Thanks to a sympathetic translator, the fake family manages to make it through to Paris, and Dheepan (which Sivadhasan now calls himself) is able to get a job as a groundskeeper in a rundown public housing project.  Pressed for money, Yalini finds employment as a caretaker to a neighboring drug lord, who uses his apartment as a base of operations for the French gangs who control a good portion of the housing project.  And at school, Illayall is made out to be the outsider and lashes back as a result.

Other than the regular gunfire outside their window (no small disturbance), the gangs don’t bother Dheepan and his family too much at first, but Yalini soon begins to form a bond with the gang leader Brahim (Vincent Rottiers), who, when he decides to talk about the gang rivalry within the housing project, leads Yalini to realize that their new home contains the kind of warfare that Dheepan thought that he had left behind in Sri Lanka.

Acts 1 and 2 of “Dheepan” comprise a thoughtful and sensitive depiction of the struggles endured by immigrants to Europe who know little of the language and culture of the country that they now call home.  But Act 3 is another animal entirely.

Dheepan finally sees Yalini’s point of view that he is back in a war zone, and when the gangs cross the line with regard to his family, Dheepan instinctively kicks into soldier mode and wields a machete, a Molotov cocktail and a screwdriver in a showdown with the gangs.  Let’s just say that all holy hell breaks loose.

Some critics are not crazy about Act 3 of “Dheepan,” saying that it’s a betrayal of the incisive portrayal of the immigrant experience of the first two acts.  I’m OK with it in the way that I was OK with the bloodbath at the end of “Taxi Driver.”  The violence there and here is not gratuitous because it’s built with character.  In “Dheepan,” this guy is a warrior, and even though he’s in a fake family, he has come to care for the people around him, and when they are threatened, the knives come out.

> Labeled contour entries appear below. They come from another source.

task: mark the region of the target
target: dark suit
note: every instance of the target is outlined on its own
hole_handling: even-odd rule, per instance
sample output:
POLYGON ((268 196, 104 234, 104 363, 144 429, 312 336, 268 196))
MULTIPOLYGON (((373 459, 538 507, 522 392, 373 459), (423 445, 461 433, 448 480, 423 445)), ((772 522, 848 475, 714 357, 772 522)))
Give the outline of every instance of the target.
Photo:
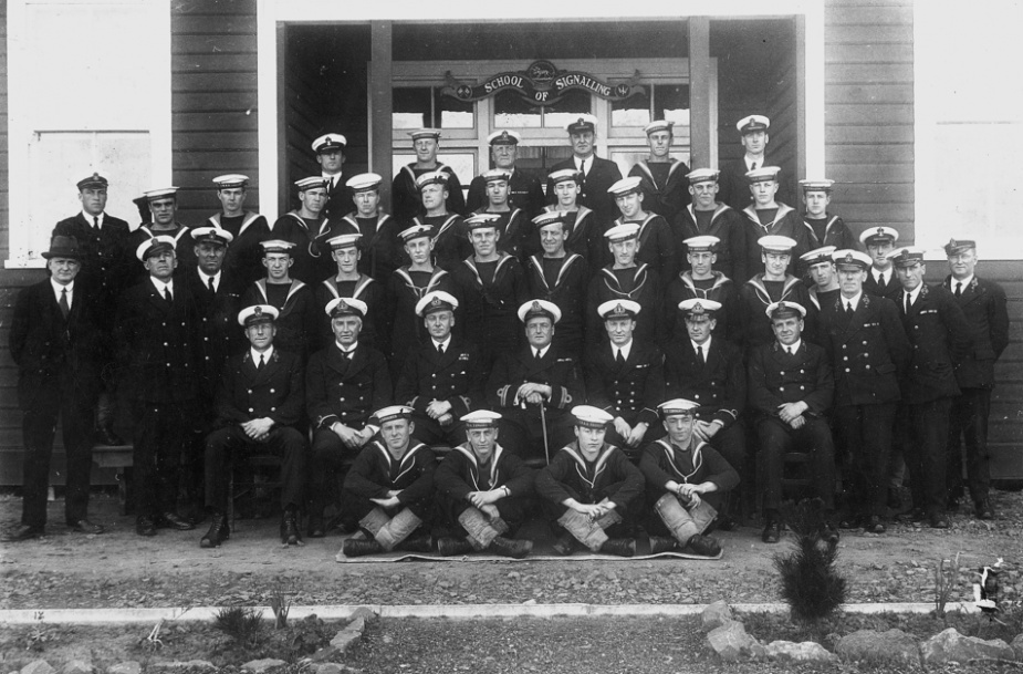
POLYGON ((762 344, 750 354, 747 385, 763 454, 764 509, 776 511, 781 506, 783 457, 794 446, 812 455, 817 496, 833 509, 835 450, 824 413, 832 406, 835 380, 824 349, 803 340, 798 351, 789 354, 776 341, 762 344), (795 402, 808 405, 801 428, 779 416, 780 405, 795 402))
MULTIPOLYGON (((596 155, 591 155, 586 163, 589 166, 586 177, 583 178, 578 204, 593 210, 597 219, 603 222, 610 222, 618 217, 618 207, 615 205, 615 197, 608 194, 607 189, 622 179, 622 172, 618 165, 609 159, 602 159, 596 155)), ((556 173, 564 168, 576 170, 575 158, 570 157, 564 162, 559 162, 551 167, 550 173, 556 173)), ((547 179, 547 204, 555 204, 557 197, 554 191, 554 183, 547 179)))
POLYGON ((835 426, 853 455, 852 502, 862 515, 884 517, 899 377, 911 349, 895 302, 863 292, 852 315, 845 304, 839 295, 821 312, 835 374, 835 426))
POLYGON ((415 413, 416 439, 435 445, 441 440, 458 445, 466 442, 459 418, 483 404, 482 366, 479 349, 451 338, 443 355, 432 340, 410 351, 395 384, 395 401, 415 413), (441 425, 426 408, 434 401, 451 404, 452 418, 441 425))
POLYGON ((912 344, 912 359, 900 382, 911 435, 906 466, 914 507, 936 516, 947 507, 949 411, 960 393, 956 363, 969 353, 973 333, 962 309, 943 287, 925 284, 908 314, 905 291, 902 294, 899 317, 912 344))
MULTIPOLYGON (((954 279, 946 279, 954 291, 954 279)), ((962 450, 967 445, 967 480, 973 501, 988 498, 991 469, 988 457, 988 416, 994 387, 994 362, 1009 345, 1009 311, 1005 291, 993 281, 973 277, 960 290, 956 303, 973 331, 973 343, 956 367, 961 395, 952 404, 949 418, 949 489, 962 489, 962 450)))
POLYGON ((228 458, 242 450, 281 456, 281 506, 303 504, 307 440, 294 427, 305 412, 302 363, 274 349, 261 369, 257 365, 251 350, 232 355, 217 390, 217 431, 206 438, 206 506, 219 512, 228 505, 228 458), (250 438, 241 427, 258 418, 273 421, 265 440, 250 438))
POLYGON ((544 403, 547 422, 547 448, 554 452, 562 440, 572 437, 574 417, 568 411, 585 398, 583 377, 572 354, 550 346, 541 359, 533 357, 532 348, 500 354, 494 363, 483 394, 487 405, 504 415, 501 419, 501 444, 519 455, 537 456, 543 450, 543 428, 536 405, 520 403, 515 393, 525 384, 544 384, 552 388, 544 403))
POLYGON ((25 456, 21 523, 46 523, 46 487, 60 417, 66 454, 69 523, 86 518, 92 469, 92 408, 100 388, 103 340, 88 287, 75 281, 65 319, 46 279, 18 293, 9 345, 18 364, 18 406, 25 456))

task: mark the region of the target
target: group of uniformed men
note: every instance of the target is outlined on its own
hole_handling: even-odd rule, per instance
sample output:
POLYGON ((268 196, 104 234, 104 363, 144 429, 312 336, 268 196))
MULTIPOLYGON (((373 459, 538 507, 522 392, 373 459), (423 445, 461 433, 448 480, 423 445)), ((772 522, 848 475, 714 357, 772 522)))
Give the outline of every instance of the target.
POLYGON ((129 231, 105 212, 107 180, 80 182, 82 212, 43 253, 50 278, 14 311, 11 538, 44 532, 58 417, 67 523, 103 530, 88 467, 94 442, 121 442, 114 398, 134 421, 137 533, 194 528, 178 510, 191 490, 211 518, 203 548, 228 538, 231 465, 253 450, 282 458, 281 541, 302 541, 303 510, 324 536, 333 506, 356 532, 348 556, 428 551, 436 527, 442 554, 522 557, 536 504, 563 554, 630 556, 641 527, 654 552, 714 556, 708 531, 741 500, 776 542, 793 450, 810 455, 829 538, 885 531, 900 455, 912 518, 948 527, 961 440, 975 514, 993 517, 987 419, 1008 315, 972 241, 950 241, 951 273, 928 286, 895 229, 857 240, 827 211, 831 180, 800 182, 800 215, 776 200, 792 185, 764 165, 760 115, 738 123, 745 155, 722 172, 671 158, 672 124, 654 122, 625 178, 595 156, 595 124, 567 125, 574 157, 545 194, 515 167, 518 134, 492 134, 495 168, 468 201, 440 132, 414 132, 394 216, 380 176, 342 177, 340 134, 313 142, 322 175, 295 183, 299 208, 273 226, 244 209, 242 175, 215 178, 222 209, 195 229, 177 188, 146 193, 129 231), (740 478, 743 499, 728 498, 740 478))

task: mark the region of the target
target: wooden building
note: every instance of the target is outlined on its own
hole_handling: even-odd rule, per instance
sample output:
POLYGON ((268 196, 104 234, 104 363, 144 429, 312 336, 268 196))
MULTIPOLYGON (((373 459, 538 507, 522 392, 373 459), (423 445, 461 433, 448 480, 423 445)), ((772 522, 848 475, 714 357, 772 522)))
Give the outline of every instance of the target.
MULTIPOLYGON (((566 116, 593 113, 598 154, 624 174, 645 154, 653 118, 676 120, 676 156, 700 167, 740 156, 734 123, 760 113, 772 120, 772 160, 793 180, 836 180, 832 210, 855 230, 894 226, 902 242, 936 250, 951 235, 977 235, 979 273, 1005 286, 1013 319, 991 445, 999 475, 1023 478, 1023 234, 1002 219, 1023 196, 990 166, 973 194, 956 191, 977 178, 978 144, 999 145, 995 160, 1019 156, 1021 142, 998 125, 1019 131, 1023 120, 1006 122, 982 101, 954 116, 942 98, 946 77, 960 72, 942 31, 963 31, 949 41, 957 54, 1008 54, 985 43, 989 27, 908 0, 737 0, 674 8, 708 14, 629 8, 587 18, 552 17, 531 0, 502 7, 501 20, 479 3, 443 4, 398 15, 314 0, 6 3, 0 339, 17 290, 42 278, 52 224, 76 210, 75 179, 93 169, 112 179, 108 210, 133 224, 131 199, 173 184, 182 188, 179 219, 198 225, 217 206, 210 179, 236 172, 252 177, 247 206, 272 219, 293 207, 292 182, 319 173, 309 143, 327 132, 347 136, 346 175, 389 176, 410 160, 408 128, 441 126, 442 159, 468 185, 489 167, 493 128, 520 132, 521 160, 543 172, 570 155, 566 116), (54 39, 14 39, 44 30, 54 39), (93 51, 96 42, 104 46, 93 51), (42 58, 55 43, 75 56, 42 58), (550 76, 566 73, 577 76, 552 94, 550 76), (482 92, 488 82, 497 91, 482 92)), ((937 279, 946 265, 935 259, 937 279)), ((21 479, 14 386, 0 350, 7 485, 21 479)))

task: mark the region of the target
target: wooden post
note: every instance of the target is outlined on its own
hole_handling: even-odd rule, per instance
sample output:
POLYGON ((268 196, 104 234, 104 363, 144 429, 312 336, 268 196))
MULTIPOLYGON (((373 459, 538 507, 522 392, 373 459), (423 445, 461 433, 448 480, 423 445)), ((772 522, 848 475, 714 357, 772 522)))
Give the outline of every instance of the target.
POLYGON ((383 204, 390 204, 394 176, 392 22, 370 21, 369 32, 369 170, 384 177, 380 199, 383 204))
POLYGON ((710 19, 689 18, 689 139, 692 168, 716 168, 710 165, 710 19))

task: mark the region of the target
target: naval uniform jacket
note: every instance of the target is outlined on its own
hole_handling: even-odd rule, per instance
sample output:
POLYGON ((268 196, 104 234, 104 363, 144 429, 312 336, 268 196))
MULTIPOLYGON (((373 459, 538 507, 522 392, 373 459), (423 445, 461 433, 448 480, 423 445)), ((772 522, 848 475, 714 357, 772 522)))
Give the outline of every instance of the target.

Director Jacques Audiard, who is best known in art-house circles for his acclaimed prison drama “A Prophet” and his great character study “Rust and Bone” with Marion Cotillard and Matthias Schoenaerts, has always had a little bit of action genre touch, even in his most high-falutin’ arty movies.  And even though Audiard sometimes works with movie stars like Cotillard and Schoenaerets, his skill with actors is even more apparent with the novice actors who dazzle here in “Dheepan.”

“Dheepan” opened in New York last Friday to impressive reviews and box-office, enough to ensure that it will get a full-scale release across the country.  If it comes to a theater near you, give it a shot.  You won’t be sorry.